Los bosques del sureste de la Amazonía peruana parecen prístinos, pero esconden una realidad perversa al estar absorbiendo niveles de mercurio tóxico nunca antes registrados en el planeta como consecuencia directa de la minería de oro informal e ilegal, según un estudio publicado en la revista “Nature Communications”.
La investigación se llevó a cabo en el selvático departamento peruano de Madre de Dios, uno de los más depredados por la fiebre del oro aluvial, que en la última década escaló un 40% solo en las áreas protegidas del país.
“Los niveles de mercurio que encontramos fueron completamente inesperados, no lo podía creer, eran mucho más altos que en cualquier otro lugar”, reconoce la biogeoquímica estadounidense Jacqueline Gerson, autora principal de la investigación.
El estudio recolectó muestras de aire, vegetación y suelo en tres sitios cercanos a la actividad minera aurífera, así como dos más alejados, y descubrió que las áreas de bosques primarios adyacentes a la minería tenían entre dos y catorce veces más mercurio que las más remotas.
En concreto, en la estación biológica de Los Amigos, que se extiende por cerca de 146,000 hectáreas, la carga de este metal tóxico superó las concentraciones reportadas en cualquier otro ecosistema estudiado previamente en el mundo y se ubicó a la par con los valores de áreas afectadas por la combustión industrial de carbón en China.
Por el contrario, las áreas deforestadas en la zona minera tenían una carga menor de mercurio, lo que sugiere que la propia complejidad forestal de la biodiversidad amazónica hace que esta región sea altamente vulnerable a un mayor almacenamiento de este metal.
“La gran cantidad de cobertura de hojas actúa como una superficie perfecta para el mercurio, pues es justamente la presencia de este dosel espeso lo que es importante para eliminar ese mercurio de la atmósfera y traerlo al bosque”, puntualiza Gerson.

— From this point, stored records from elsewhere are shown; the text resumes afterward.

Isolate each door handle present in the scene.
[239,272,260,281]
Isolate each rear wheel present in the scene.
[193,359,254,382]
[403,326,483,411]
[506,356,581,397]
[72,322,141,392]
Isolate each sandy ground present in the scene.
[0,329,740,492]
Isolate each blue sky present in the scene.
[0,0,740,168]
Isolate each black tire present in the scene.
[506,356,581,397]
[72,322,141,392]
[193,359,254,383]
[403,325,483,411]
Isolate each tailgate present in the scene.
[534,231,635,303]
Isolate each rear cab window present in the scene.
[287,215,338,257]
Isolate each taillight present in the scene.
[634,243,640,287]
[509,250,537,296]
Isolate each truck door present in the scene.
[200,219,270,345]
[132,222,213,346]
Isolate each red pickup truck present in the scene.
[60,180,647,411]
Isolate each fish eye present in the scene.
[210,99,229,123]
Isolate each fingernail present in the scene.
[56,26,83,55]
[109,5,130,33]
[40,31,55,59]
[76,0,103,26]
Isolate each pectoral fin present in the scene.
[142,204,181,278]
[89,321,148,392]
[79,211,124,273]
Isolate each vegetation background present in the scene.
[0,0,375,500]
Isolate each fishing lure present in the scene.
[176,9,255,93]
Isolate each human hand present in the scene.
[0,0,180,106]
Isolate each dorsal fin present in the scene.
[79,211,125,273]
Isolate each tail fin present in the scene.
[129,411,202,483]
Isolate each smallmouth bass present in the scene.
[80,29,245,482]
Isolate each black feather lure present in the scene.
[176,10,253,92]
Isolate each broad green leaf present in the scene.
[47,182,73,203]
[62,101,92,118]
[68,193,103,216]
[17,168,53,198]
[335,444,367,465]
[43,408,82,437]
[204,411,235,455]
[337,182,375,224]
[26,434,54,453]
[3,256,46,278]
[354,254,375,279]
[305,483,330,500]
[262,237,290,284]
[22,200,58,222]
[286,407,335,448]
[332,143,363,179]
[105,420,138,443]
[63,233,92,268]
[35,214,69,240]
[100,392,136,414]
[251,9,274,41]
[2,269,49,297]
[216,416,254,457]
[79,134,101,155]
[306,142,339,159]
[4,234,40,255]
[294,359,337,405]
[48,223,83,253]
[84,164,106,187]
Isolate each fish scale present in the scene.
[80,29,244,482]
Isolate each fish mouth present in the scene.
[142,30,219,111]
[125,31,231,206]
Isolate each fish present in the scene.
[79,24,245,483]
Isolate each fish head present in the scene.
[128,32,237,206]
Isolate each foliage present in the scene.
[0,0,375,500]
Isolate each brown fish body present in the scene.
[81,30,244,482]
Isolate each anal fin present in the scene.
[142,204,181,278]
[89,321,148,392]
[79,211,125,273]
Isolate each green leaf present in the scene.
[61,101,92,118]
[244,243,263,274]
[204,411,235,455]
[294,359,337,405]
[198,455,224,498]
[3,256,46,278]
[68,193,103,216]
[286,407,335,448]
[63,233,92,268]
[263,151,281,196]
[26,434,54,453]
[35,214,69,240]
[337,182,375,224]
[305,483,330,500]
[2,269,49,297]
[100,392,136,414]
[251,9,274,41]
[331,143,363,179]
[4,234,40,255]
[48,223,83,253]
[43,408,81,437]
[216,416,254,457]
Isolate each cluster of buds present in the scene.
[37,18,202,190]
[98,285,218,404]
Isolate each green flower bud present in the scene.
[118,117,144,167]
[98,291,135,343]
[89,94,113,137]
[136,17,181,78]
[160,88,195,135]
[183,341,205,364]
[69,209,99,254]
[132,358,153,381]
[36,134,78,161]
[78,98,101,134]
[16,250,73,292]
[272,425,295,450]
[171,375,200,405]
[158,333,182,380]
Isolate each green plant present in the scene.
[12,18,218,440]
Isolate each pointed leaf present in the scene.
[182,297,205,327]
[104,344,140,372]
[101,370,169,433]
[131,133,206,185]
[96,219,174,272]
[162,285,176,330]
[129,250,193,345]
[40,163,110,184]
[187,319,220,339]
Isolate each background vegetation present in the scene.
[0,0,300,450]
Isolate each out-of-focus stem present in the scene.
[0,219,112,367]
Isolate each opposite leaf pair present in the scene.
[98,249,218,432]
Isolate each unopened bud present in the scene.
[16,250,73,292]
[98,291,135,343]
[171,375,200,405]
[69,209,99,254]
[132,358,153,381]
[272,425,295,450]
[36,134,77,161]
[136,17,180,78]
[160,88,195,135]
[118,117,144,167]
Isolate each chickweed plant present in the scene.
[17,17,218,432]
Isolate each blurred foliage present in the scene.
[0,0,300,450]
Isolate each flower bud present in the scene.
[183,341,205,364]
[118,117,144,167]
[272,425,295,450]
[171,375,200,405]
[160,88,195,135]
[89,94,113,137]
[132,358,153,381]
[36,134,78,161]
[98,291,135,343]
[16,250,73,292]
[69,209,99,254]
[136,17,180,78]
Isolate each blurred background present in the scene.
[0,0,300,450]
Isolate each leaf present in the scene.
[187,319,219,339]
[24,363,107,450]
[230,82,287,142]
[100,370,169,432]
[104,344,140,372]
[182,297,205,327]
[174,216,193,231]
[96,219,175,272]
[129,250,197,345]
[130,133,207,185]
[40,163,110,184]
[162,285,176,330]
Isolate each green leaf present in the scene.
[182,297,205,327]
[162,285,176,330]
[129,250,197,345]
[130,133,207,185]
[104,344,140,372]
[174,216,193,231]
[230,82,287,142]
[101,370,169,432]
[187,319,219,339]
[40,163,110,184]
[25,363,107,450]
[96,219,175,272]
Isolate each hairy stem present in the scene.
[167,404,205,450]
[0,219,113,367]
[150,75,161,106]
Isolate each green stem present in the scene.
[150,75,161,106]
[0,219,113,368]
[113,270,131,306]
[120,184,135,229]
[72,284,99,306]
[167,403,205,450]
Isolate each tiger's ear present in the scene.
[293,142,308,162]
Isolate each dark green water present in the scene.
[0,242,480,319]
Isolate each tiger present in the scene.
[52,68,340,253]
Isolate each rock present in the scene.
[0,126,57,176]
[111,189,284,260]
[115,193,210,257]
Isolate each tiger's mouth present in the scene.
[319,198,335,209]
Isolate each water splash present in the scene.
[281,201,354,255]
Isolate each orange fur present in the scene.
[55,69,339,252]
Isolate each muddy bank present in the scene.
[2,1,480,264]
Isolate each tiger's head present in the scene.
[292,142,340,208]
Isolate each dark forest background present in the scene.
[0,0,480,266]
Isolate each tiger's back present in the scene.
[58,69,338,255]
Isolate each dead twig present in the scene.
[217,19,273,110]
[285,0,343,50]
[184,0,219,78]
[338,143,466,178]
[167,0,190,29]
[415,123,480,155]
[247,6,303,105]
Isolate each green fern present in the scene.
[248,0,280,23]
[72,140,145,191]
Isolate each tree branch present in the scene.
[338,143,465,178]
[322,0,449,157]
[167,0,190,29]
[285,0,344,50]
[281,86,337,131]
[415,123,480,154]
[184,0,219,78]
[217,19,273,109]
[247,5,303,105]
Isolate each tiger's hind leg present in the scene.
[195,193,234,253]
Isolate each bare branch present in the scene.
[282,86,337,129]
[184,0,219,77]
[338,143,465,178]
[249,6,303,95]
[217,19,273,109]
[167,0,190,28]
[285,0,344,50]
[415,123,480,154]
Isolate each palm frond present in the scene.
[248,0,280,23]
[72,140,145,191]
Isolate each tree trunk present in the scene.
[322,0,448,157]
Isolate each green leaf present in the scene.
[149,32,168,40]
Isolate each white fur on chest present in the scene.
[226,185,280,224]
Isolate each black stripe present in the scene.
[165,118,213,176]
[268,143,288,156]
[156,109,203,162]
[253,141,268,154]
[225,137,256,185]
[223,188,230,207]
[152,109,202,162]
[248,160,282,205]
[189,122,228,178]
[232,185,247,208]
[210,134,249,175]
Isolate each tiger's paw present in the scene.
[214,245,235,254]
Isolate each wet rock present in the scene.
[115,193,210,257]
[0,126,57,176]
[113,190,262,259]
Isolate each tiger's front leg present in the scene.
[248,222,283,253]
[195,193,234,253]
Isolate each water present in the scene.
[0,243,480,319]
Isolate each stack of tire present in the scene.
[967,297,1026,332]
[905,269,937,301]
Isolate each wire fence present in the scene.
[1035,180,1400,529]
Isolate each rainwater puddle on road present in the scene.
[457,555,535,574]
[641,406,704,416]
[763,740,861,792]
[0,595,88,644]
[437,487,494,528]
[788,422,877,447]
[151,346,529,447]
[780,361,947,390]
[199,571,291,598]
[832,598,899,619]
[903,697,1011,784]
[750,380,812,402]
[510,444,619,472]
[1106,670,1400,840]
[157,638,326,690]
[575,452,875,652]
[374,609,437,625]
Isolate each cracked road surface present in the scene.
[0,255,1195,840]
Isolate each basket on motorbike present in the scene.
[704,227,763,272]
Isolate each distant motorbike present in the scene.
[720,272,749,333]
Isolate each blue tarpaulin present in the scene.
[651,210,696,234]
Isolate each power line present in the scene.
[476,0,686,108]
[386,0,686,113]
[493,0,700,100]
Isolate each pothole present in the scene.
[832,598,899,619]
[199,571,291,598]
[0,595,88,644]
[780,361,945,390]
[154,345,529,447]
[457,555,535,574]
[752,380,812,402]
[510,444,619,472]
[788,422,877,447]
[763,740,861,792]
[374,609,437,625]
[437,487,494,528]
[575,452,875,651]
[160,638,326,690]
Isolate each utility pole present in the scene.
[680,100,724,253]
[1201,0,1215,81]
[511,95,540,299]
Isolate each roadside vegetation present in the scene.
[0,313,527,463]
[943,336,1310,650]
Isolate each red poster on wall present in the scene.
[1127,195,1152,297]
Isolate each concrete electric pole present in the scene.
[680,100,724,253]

Infiltrado en la biodiversidad
El origen de todo es la minería de oro informal e ilegal. Para extraer el metal precioso, los mineros devoran los bosques: talan árboles, succionan el suelo con dragas y usan mercurio para separar el oro y crear una amalgama que luego queman, liberando partículas de mercurio gaseosas a la atmósfera.
Transportadas por el aire, las partículas se adhieren a las hojas y la lluvia las arrastra al suelo del bosque, según cuenta la investigadora.
Pero la historia no acaba aquí. El estudio desveló que, al ser absorbido por el tejido de las hojas, este metal se infiltra también en la red alimenticia de los pájaros cantores, que mostraron niveles de dos a doce veces más altos que los de áreas más alejadas de la actividad minera.
“Estos son niveles que se sabe que son peligrosos. Disminuyen el éxito reproductivo en un 30%, pueden causar problemas de desarrollo, efectos neurológicos, alterar el comportamiento y los cantos”, detalla Gerson.
La formalización de la actividad minera es, sin duda, un mecanismo capaz de ayudar a encauzar esta problemática. Sin embargo, incluso si los mineros eliminan de forma inmediata el uso del mercurio, el legado de este metal en los suelos puede extenderse por siglos porque “no se degrada” y sus efectos son irreversibles.
“Necesitamos una combinación de formalización para concentrar la minería en áreas particulares que sean menos vulnerables y de mejora tecnológica para reducir la emisión de mercurio a la atmósfera”, defiende Gerson, tras insistir en la importancia de promover también el desarrollo socioeconómico en Madre de Dios.
Y es que, solo en las últimas décadas, el negocio de la minería ilegal de oro arrebató 25,000 hectáreas de una de las selvas con más biodiversidad del planeta, lo que convierte este crimen ambiental en una actividad más rentable, incluso, que el del tráfico de cocaína.